Ilustrasi(magnifik)
Jamur selama ini lebih sering dikenal sebagai bahan makanan yang mudah diolah menjadi berbagai hidangan. Namun, makanan yang kerap dijadikan lauk ini ternyata memiliki kandungan yang menarik perhatian karena berpotensi mendukung kesehatan otak dan suasana hati. Salah satunya adalah ergothioneine atau ergo, asam amino langka yang memiliki sifat antioksidan dan anti-inflamasi.
Ergothioneine Jadi Perhatian
Dilansir dari ANTARA, pakar nutrisi kesehatan otak Maggie Moon, M.S., RD, menjelaskan bahwa ergo termasuk nutrisi yang menawarkan manfaat khusus bagi otak. Para peneliti menduga senyawa tersebut dapat membantu melindungi sel otak dari stres oksidatif dan peradangan yang berkaitan dengan penurunan fungsi kognitif.
Hubungan tersebut juga terlihat dalam sejumlah penelitian yang membandingkan kadar ergo dengan kemampuan kognitif. Kadar ergo yang lebih rendah dalam darah dikaitkan dengan skor memori dan fungsi kognitif yang lebih buruk. Bahkan, orang dengan demensia tercatat memiliki kadar ergo lebih rendah dibandingkan orang yang sehat secara kognitif.
Dikaitkan dengan Fungsi Kognitif
Bukan hanya kandungan ergo yang menjadi perhatian. Sejumlah penelitian juga menemukan kaitan antara konsumsi jamur dan fungsi kognitif yang lebih baik.
Studi di Jepang, misalnya, menemukan perempuan yang mengonsumsi sedikitnya 15 gram jamur per hari memiliki risiko demensia lebih rendah dibandingkan mereka yang tidak mengonsumsinya. Sementara itu, studi di Inggris yang berlangsung selama 18 tahun menemukan konsumen jamur secara rutin memiliki kinerja kognitif yang lebih baik dalam berbagai bidang.
Salah satu jenis yang juga banyak diteliti adalah lion's mane atau jamur surai singa. Pakar performa olahraga dan pengobatan integratif Sandra Carter, M.P.H., Ph.D., menjelaskan bahwa jamur tersebut mengandung erinacine dan hericenone yang dapat memengaruhi faktor pertumbuhan saraf atau NGF serta jalur neurotropik yang berperan dalam pertumbuhan dan pemeliharaan neuron.

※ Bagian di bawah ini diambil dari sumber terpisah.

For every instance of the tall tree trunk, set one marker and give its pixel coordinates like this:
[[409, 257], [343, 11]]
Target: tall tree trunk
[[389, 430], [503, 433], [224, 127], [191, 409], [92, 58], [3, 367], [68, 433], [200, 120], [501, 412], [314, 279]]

Bukan Hanya Otak, Suasana Hati Juga
Manfaat yang dikaitkan dengan konsumsi jamur tidak berhenti pada fungsi kognitif. Analisis terhadap lebih dari 24.000 orang dewasa Amerika menemukan bahwa konsumen jamur memiliki kemungkinan mengalami depresi lebih rendah.
Meski begitu, bukti mengenai hubungan jamur dan suasana hati pada manusia masih beragam. Tinjauan terhadap 34 studi menunjukkan sebagian besar bukti masih terbatas pada jenis jamur tertentu, termasuk lion's mane.
Jamur juga mengandung vitamin B, sedangkan beberapa varietas yang terpapar sinar ultraviolet dapat mengandung vitamin D. Karena itu, jamur dapat menjadi salah satu pilihan dalam pola makan, meski manfaatnya tetap perlu dipahami berdasarkan bukti yang tersedia.